What we are of course aiming for is to be efficient and performant at the same time!
The efficiency of our algorithms are usually measured by Big O notation which measures how an algorithm scales with input size. We are taught in computer science classes to aim for the Holy Grail of O(1) and get scared when we see O(n2) or worse.
What we focus on less is how the algorithm actually performs. One of the biggest issues contributing to performance is how data is stored in the data structure. Generally speaking we want data that is used together to be stored close together in memory so that we don't end up with CPU cache misses. (See The First Rule of Performance Optimisation where I touch on this issue). If we access data in a predictable manner the hardware will pre-fetch data for us into the cache which can be a huge time saving over randomly accessing data from all over memory and pulling it into the caches on a 'as it is needed' basis.
One of the worst culprits is the good old LinkedList. It has O(n) for access and search and coupled with O(1) for insertion and deletion, might be considered a very good data structure to use in a program. Whilst of course I'm not writing off this important data structure, the problem is that the linked nodes are not held together in memory and it is therefore not the most performant data structure to traverse as you cannot help but end up with many expensive cache misses.
Perhaps the best example of the difference and trade-off between efficiency and performance is looking at sort algorithms.
We are taught that bubble sort is to be avoided at all costs. After all it is O(n^2). We should rather go for binary sort which comes in at much more acceptable O(n log(n)).
However, to be efficient you sometimes have to pay an overhead penalty which slows you down in the short term. For example if you had to edit a bunch of files you might do them manually, one by one. Alternatively you could spend the time creating a script to do the edits. At some point the extra work of editing manually would be slower than to take the hit of creating the script.
Bubble sort is performant, it does its work very quickly, it doesn't pay the penalty that binary sort pays to be more efficient for larger volumes. So as long as we keep the numbers low (below about 60 items) bubble sort will outperform any other type of search.
In fact if you look at the implementation of java.util.Array.sort() you will find in the class java.util.DualPivotQuicksort a number of sorting strategies which are triggered at different thresholds.

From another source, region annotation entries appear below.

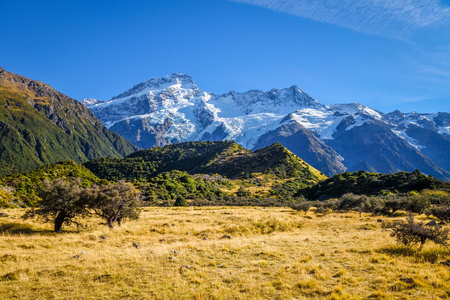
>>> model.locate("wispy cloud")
[231,0,450,39]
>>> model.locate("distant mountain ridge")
[0,68,138,176]
[84,74,450,180]
[84,141,326,182]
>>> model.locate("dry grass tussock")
[0,207,450,299]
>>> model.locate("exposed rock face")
[85,74,450,180]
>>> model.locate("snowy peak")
[81,98,106,106]
[329,102,383,120]
[217,86,326,114]
[111,73,199,101]
[386,110,450,135]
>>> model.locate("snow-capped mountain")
[83,74,450,180]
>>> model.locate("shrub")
[83,180,142,228]
[428,205,450,222]
[173,196,187,206]
[390,213,448,249]
[24,178,88,232]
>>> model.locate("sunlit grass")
[0,207,450,299]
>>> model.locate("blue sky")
[0,0,450,112]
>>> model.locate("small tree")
[391,213,448,250]
[427,205,450,222]
[24,178,88,232]
[85,180,142,228]
[173,196,187,206]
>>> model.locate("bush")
[427,205,450,222]
[24,178,88,232]
[173,196,187,206]
[390,213,448,249]
[82,180,142,228]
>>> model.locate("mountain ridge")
[84,73,450,180]
[0,68,138,176]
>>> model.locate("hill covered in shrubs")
[84,141,326,182]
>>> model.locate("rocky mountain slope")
[84,74,450,180]
[0,68,138,176]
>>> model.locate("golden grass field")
[0,207,450,299]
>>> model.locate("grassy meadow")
[0,207,450,299]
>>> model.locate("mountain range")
[0,68,139,176]
[83,74,450,181]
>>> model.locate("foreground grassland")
[0,207,450,299]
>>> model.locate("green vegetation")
[297,170,450,200]
[0,161,105,206]
[139,171,224,206]
[85,141,326,182]
[0,70,136,176]
[24,178,142,232]
[385,213,449,250]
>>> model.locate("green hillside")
[85,141,326,181]
[0,68,137,176]
[0,161,102,207]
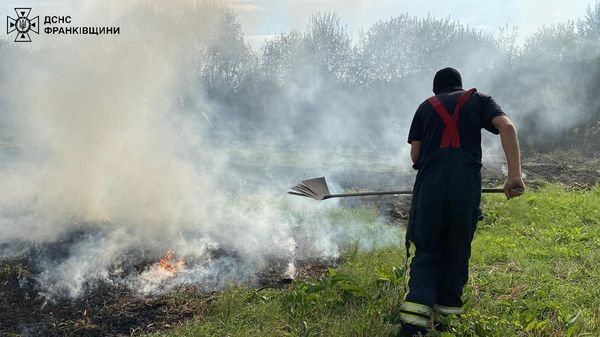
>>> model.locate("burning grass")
[0,245,332,336]
[145,185,600,337]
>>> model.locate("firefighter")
[399,68,525,337]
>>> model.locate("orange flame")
[159,249,185,274]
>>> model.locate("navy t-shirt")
[408,89,505,170]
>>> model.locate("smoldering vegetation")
[0,2,600,310]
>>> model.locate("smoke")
[0,1,599,297]
[0,2,400,297]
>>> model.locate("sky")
[231,0,594,47]
[0,0,595,44]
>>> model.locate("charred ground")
[0,150,600,336]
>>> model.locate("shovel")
[288,177,522,200]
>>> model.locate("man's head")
[433,67,462,95]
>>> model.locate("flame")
[159,249,185,274]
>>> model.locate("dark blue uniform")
[400,88,504,332]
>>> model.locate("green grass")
[146,186,600,337]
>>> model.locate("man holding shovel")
[399,68,525,337]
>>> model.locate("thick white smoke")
[0,2,400,296]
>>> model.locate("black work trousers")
[400,154,481,328]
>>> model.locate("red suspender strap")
[428,89,477,148]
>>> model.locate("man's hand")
[492,115,525,199]
[504,176,525,199]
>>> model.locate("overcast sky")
[0,0,595,45]
[232,0,595,46]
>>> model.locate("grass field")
[148,186,600,337]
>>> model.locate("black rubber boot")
[400,323,427,337]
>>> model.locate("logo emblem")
[6,8,40,42]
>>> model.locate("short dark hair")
[433,67,462,95]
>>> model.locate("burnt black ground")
[0,151,600,336]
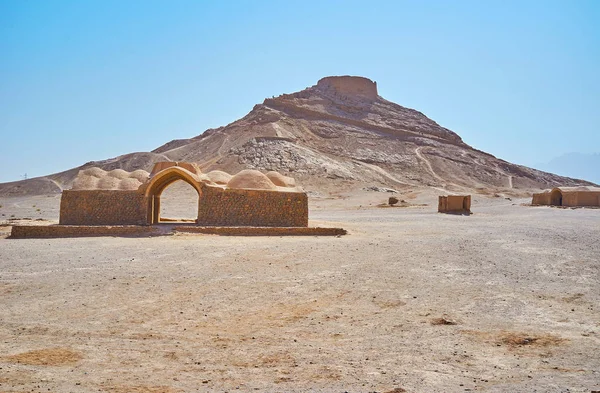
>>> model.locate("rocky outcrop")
[0,76,591,194]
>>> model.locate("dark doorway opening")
[157,180,199,223]
[550,190,562,206]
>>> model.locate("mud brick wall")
[531,192,550,205]
[59,190,148,225]
[198,186,308,227]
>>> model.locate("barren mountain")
[0,76,591,195]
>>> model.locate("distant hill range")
[536,153,600,184]
[0,76,592,196]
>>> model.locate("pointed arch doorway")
[145,166,202,225]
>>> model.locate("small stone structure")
[59,162,308,227]
[438,195,471,214]
[531,186,600,207]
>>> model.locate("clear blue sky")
[0,0,600,181]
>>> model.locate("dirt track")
[0,195,600,393]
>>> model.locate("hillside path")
[415,146,446,182]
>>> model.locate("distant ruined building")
[531,186,600,207]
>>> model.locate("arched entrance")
[550,189,562,206]
[144,166,202,225]
[158,180,199,223]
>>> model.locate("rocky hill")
[0,76,591,195]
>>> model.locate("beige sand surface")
[0,192,600,393]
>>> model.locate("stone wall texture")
[438,195,471,213]
[197,185,308,227]
[59,190,148,225]
[531,189,600,207]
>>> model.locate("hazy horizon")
[0,1,600,182]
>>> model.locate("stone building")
[438,195,471,214]
[60,162,308,227]
[531,186,600,207]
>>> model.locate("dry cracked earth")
[0,188,600,393]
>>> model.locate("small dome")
[79,166,106,178]
[227,169,277,190]
[98,176,120,190]
[71,172,99,190]
[119,177,142,191]
[267,171,296,187]
[107,169,129,179]
[129,169,150,183]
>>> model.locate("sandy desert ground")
[0,188,600,393]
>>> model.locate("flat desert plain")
[0,192,600,393]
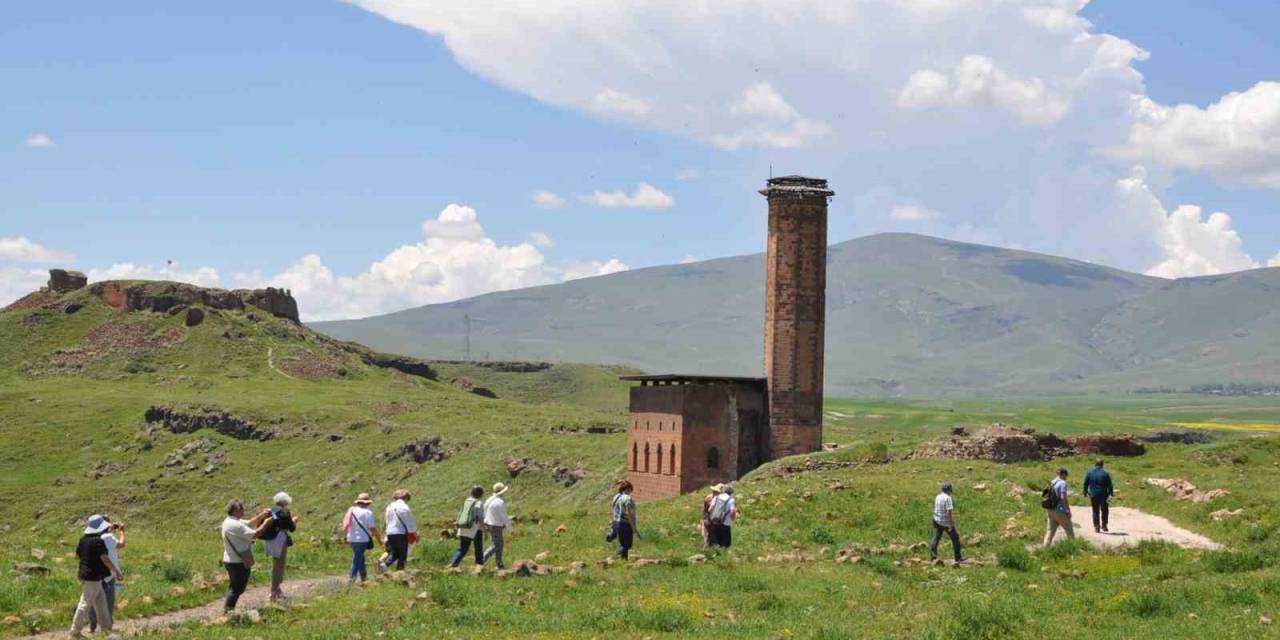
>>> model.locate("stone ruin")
[913,422,1147,462]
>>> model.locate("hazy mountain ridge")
[315,233,1280,396]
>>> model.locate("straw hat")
[84,513,111,535]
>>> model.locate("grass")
[0,289,1280,640]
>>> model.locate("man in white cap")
[72,515,124,637]
[483,483,515,570]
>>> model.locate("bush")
[1039,538,1089,559]
[151,559,191,582]
[941,596,1025,640]
[809,526,836,544]
[996,544,1036,571]
[1204,552,1267,573]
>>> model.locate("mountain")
[312,233,1280,397]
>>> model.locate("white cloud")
[27,133,54,148]
[710,82,831,150]
[534,191,564,209]
[0,236,70,264]
[582,182,676,209]
[1116,166,1258,278]
[233,205,627,321]
[1107,82,1280,188]
[591,88,653,118]
[0,266,49,307]
[897,55,1070,125]
[86,262,221,287]
[527,232,556,248]
[561,257,631,282]
[888,205,938,223]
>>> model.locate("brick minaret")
[760,175,835,458]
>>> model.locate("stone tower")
[760,175,835,458]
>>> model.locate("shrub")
[1039,538,1089,559]
[809,526,836,544]
[151,559,191,582]
[996,544,1036,571]
[1204,552,1267,573]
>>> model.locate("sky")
[0,0,1280,320]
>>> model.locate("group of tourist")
[929,458,1115,563]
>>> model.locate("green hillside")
[314,234,1280,398]
[0,283,1280,640]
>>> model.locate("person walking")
[707,485,741,549]
[480,483,515,570]
[342,493,385,586]
[698,484,724,547]
[384,489,417,570]
[221,500,271,614]
[70,513,124,637]
[1080,458,1116,534]
[449,485,484,568]
[262,492,302,602]
[1041,468,1075,547]
[609,480,637,559]
[88,520,124,634]
[929,483,965,564]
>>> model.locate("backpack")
[1041,483,1059,509]
[458,498,476,529]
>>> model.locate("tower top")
[760,175,836,197]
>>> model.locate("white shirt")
[221,516,253,564]
[347,507,378,543]
[933,492,956,526]
[102,531,124,582]
[484,495,511,529]
[385,500,417,535]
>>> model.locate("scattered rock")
[1147,477,1231,503]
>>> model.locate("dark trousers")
[387,534,408,568]
[617,520,636,559]
[712,525,733,548]
[1089,495,1111,530]
[929,521,960,562]
[223,562,251,611]
[449,529,484,567]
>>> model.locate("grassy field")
[0,288,1280,639]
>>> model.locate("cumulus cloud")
[582,182,676,209]
[897,55,1069,125]
[710,82,831,150]
[233,204,627,320]
[534,191,564,209]
[591,88,653,118]
[27,133,54,148]
[1107,82,1280,188]
[888,205,938,223]
[0,236,70,264]
[1116,166,1258,278]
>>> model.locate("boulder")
[49,269,88,293]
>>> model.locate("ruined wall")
[627,387,685,500]
[760,177,832,458]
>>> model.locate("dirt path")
[1055,507,1222,550]
[34,576,347,640]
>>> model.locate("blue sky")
[0,0,1280,319]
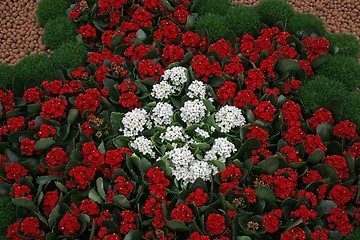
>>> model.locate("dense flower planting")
[0,0,360,240]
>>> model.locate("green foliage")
[342,92,360,126]
[227,4,260,35]
[0,63,14,86]
[0,196,15,236]
[195,14,230,42]
[297,75,348,114]
[325,33,360,57]
[286,13,326,35]
[37,0,69,27]
[51,41,87,69]
[14,54,55,84]
[255,0,294,25]
[318,55,360,91]
[43,16,77,49]
[195,0,231,15]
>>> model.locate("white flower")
[215,106,246,133]
[195,127,210,138]
[162,67,187,87]
[186,80,206,99]
[130,136,155,158]
[204,138,236,162]
[180,99,206,125]
[151,102,174,126]
[121,108,149,137]
[151,81,175,100]
[160,126,186,142]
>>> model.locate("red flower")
[262,209,282,234]
[58,213,81,237]
[253,101,276,122]
[170,203,194,223]
[309,108,335,129]
[41,190,60,216]
[5,163,29,181]
[244,68,265,91]
[205,213,226,236]
[6,116,25,133]
[78,24,96,38]
[333,120,359,140]
[40,98,68,121]
[208,38,234,58]
[185,188,209,207]
[20,217,41,237]
[216,81,237,104]
[20,138,35,157]
[234,90,259,108]
[280,227,306,240]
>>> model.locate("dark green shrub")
[325,33,360,57]
[342,92,360,126]
[0,196,16,236]
[318,55,360,91]
[297,75,348,114]
[14,54,55,83]
[286,13,326,35]
[51,42,87,69]
[195,0,231,15]
[37,0,70,27]
[255,0,294,25]
[195,14,230,42]
[0,63,14,86]
[227,4,260,35]
[43,16,77,49]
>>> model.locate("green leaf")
[96,177,107,201]
[306,149,325,164]
[166,220,188,232]
[89,189,103,204]
[35,138,55,151]
[255,186,276,203]
[310,53,332,68]
[66,109,79,124]
[12,197,36,211]
[113,195,131,208]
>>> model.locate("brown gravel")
[231,0,360,38]
[0,0,49,65]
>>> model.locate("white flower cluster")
[162,67,187,87]
[130,136,155,158]
[120,108,149,137]
[151,102,174,126]
[215,106,246,133]
[204,138,236,162]
[165,145,218,185]
[186,80,206,99]
[151,81,175,100]
[180,99,206,125]
[160,126,186,142]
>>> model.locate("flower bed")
[0,0,360,240]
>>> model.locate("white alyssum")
[151,81,176,100]
[162,67,187,87]
[180,99,206,125]
[151,102,174,126]
[130,136,155,158]
[120,108,149,137]
[204,138,236,162]
[160,126,186,142]
[186,80,206,99]
[215,105,246,133]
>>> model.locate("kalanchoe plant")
[0,0,360,240]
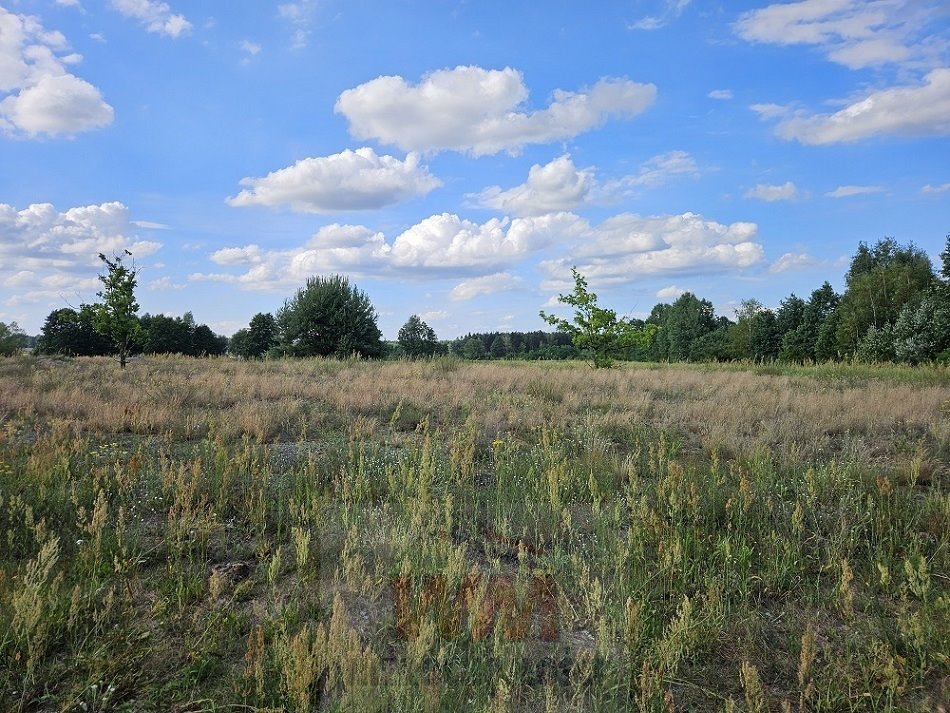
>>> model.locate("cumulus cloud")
[335,66,656,156]
[735,0,946,69]
[201,207,763,301]
[146,275,185,292]
[475,151,699,216]
[542,213,765,289]
[769,253,821,274]
[0,202,161,304]
[449,272,522,302]
[745,181,799,203]
[189,223,390,291]
[478,155,594,215]
[0,7,113,138]
[776,68,950,144]
[227,148,442,213]
[825,186,884,198]
[112,0,191,39]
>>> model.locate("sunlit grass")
[0,358,950,711]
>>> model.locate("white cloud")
[745,181,799,203]
[227,148,442,213]
[769,253,822,274]
[210,245,264,265]
[392,213,584,270]
[0,202,161,304]
[130,220,171,230]
[195,223,390,290]
[335,67,656,156]
[776,68,950,144]
[475,151,699,216]
[630,0,692,30]
[825,186,884,198]
[449,272,522,302]
[735,0,945,69]
[112,0,191,38]
[0,7,113,138]
[542,213,764,289]
[478,155,594,215]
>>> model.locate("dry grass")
[0,358,950,711]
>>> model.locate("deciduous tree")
[93,250,141,369]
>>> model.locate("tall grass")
[0,358,950,711]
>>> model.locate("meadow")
[0,357,950,713]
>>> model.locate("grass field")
[0,358,950,712]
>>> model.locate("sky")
[0,0,950,339]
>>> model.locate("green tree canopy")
[837,238,935,355]
[229,312,278,359]
[0,322,26,356]
[397,314,439,358]
[93,250,141,369]
[36,305,112,356]
[541,267,656,367]
[277,275,384,358]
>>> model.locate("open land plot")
[0,358,950,711]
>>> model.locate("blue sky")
[0,0,950,338]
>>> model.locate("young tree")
[277,275,384,358]
[0,322,26,356]
[397,314,439,358]
[837,238,936,358]
[94,250,141,369]
[247,312,277,359]
[540,267,656,368]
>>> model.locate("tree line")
[0,235,950,366]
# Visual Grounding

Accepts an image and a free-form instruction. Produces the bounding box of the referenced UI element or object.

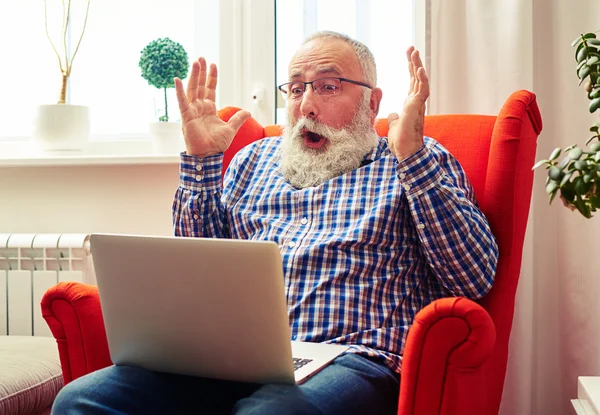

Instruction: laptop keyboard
[292,357,312,370]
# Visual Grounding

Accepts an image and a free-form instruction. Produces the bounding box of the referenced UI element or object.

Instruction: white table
[571,376,600,415]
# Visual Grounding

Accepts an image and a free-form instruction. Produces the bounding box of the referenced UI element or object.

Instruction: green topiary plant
[533,33,600,218]
[139,37,189,122]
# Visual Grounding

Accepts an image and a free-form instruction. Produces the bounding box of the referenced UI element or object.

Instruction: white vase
[150,122,183,154]
[33,104,90,152]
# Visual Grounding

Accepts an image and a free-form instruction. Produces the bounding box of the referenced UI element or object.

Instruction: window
[276,0,415,123]
[0,0,424,152]
[0,0,219,140]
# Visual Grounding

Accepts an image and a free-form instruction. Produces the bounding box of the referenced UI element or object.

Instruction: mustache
[290,118,345,141]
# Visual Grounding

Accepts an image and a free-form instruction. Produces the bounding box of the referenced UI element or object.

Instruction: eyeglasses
[277,78,373,99]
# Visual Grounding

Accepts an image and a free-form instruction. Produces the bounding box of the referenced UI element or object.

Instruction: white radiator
[0,233,95,336]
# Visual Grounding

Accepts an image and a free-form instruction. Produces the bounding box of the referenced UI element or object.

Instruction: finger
[411,49,423,74]
[174,78,190,114]
[417,66,429,99]
[197,58,206,101]
[227,110,251,134]
[186,61,200,102]
[206,63,217,101]
[406,46,415,78]
[406,46,416,95]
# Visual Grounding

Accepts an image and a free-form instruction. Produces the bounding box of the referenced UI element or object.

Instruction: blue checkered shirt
[173,137,498,372]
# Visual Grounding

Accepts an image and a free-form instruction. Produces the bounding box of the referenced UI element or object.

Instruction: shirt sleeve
[397,138,498,299]
[173,154,230,238]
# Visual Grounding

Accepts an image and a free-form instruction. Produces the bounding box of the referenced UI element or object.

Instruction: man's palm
[175,58,250,157]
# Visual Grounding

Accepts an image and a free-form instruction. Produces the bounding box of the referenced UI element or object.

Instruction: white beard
[279,91,379,189]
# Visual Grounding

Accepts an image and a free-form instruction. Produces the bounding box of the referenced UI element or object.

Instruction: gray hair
[303,30,377,87]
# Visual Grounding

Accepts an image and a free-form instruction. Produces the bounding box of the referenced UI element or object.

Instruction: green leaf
[575,198,592,219]
[546,180,558,193]
[575,46,588,63]
[586,56,600,66]
[569,148,583,160]
[548,147,562,160]
[548,188,558,205]
[558,172,573,187]
[577,65,591,81]
[575,160,587,171]
[548,166,562,181]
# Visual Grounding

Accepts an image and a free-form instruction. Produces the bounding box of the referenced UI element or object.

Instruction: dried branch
[67,0,91,75]
[63,0,71,76]
[44,0,64,72]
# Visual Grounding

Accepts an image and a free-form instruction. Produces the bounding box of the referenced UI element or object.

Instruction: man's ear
[369,88,383,121]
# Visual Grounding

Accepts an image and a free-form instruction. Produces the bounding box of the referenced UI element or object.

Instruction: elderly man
[54,32,497,415]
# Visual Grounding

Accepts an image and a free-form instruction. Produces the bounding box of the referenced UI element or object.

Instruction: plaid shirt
[173,137,498,372]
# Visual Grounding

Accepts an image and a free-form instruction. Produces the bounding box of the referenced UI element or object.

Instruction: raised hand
[388,46,429,161]
[175,58,250,157]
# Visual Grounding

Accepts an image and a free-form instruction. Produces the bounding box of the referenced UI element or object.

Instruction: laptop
[90,234,348,384]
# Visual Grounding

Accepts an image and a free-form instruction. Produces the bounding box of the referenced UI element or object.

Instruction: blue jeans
[52,354,400,415]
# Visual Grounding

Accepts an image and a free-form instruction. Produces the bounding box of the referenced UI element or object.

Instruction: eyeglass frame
[277,76,373,99]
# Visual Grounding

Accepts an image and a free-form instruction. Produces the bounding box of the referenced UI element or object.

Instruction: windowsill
[0,140,183,168]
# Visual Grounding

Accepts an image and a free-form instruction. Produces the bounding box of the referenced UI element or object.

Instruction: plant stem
[164,88,169,122]
[58,72,69,104]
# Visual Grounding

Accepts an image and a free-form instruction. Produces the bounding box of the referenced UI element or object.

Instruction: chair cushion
[0,336,63,415]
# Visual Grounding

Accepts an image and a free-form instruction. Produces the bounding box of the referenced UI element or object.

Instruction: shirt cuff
[396,145,443,196]
[179,153,223,192]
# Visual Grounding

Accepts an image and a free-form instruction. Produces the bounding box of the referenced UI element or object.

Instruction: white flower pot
[150,122,183,154]
[33,104,90,151]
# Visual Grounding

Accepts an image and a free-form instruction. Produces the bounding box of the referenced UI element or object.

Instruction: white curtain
[426,0,600,415]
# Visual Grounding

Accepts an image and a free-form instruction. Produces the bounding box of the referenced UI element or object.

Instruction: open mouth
[302,130,327,148]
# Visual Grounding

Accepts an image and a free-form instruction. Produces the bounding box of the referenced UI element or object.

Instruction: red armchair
[41,91,542,415]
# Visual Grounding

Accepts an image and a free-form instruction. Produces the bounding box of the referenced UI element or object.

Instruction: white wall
[0,164,178,235]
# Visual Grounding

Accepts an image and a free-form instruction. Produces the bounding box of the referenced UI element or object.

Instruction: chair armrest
[41,282,112,384]
[398,297,496,415]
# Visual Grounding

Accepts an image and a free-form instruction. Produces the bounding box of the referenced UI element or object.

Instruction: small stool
[0,336,63,415]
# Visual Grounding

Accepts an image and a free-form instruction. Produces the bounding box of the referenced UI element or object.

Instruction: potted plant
[33,0,90,151]
[139,37,189,153]
[533,33,600,218]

Again efficiency vs performance.
/** * If the length of an array to be sorted is less than this * constant, Quicksort is used in preference to merge sort. */private static final int QUICKSORT_THRESHOLD = 286; /** * If the length of an array to be sorted is less than this * constant, insertion sort is used in preference to Quicksort. */private static final int INSERTION_SORT_THRESHOLD = 47; /** * If the length of a byte array to be sorted is greater than this * constant, counting sort is used in preference to insertion sort. */private static final int COUNTING_SORT_THRESHOLD_FOR_BYTE = 29;
I wrote a quick JMH benchmark which demonstrates this nicely.
With 5000 elements binary sort with its greater efficiency is much faster:
Benchmark Mode Cnt Score Error Units
Sorter.binarySearchForValue thrpt 5 915.362 ± 51.438 ops/s
Sorter.bubbleSort thrpt 5 171.021 ± 9.818 ops/s
With 50 elements bubble sort with it's greater performance is faster:
Benchmark Mode Cnt Score Error Units
Sorter.binarySearchForValue thrpt 5 90011.861 ± 2051.384 ops/s
Sorter.bubbleSort thrpt 5 114931.583 ± 6423.543 ops/s
Whilst Big O notation is incredibly useful for predicting the efficiency (amount of work) of an algorithm, we must also pay attention to the performance of the data structures on which those algorithms operate. In certain situations a less efficient but more performant algorithm may lead to greater speed overall.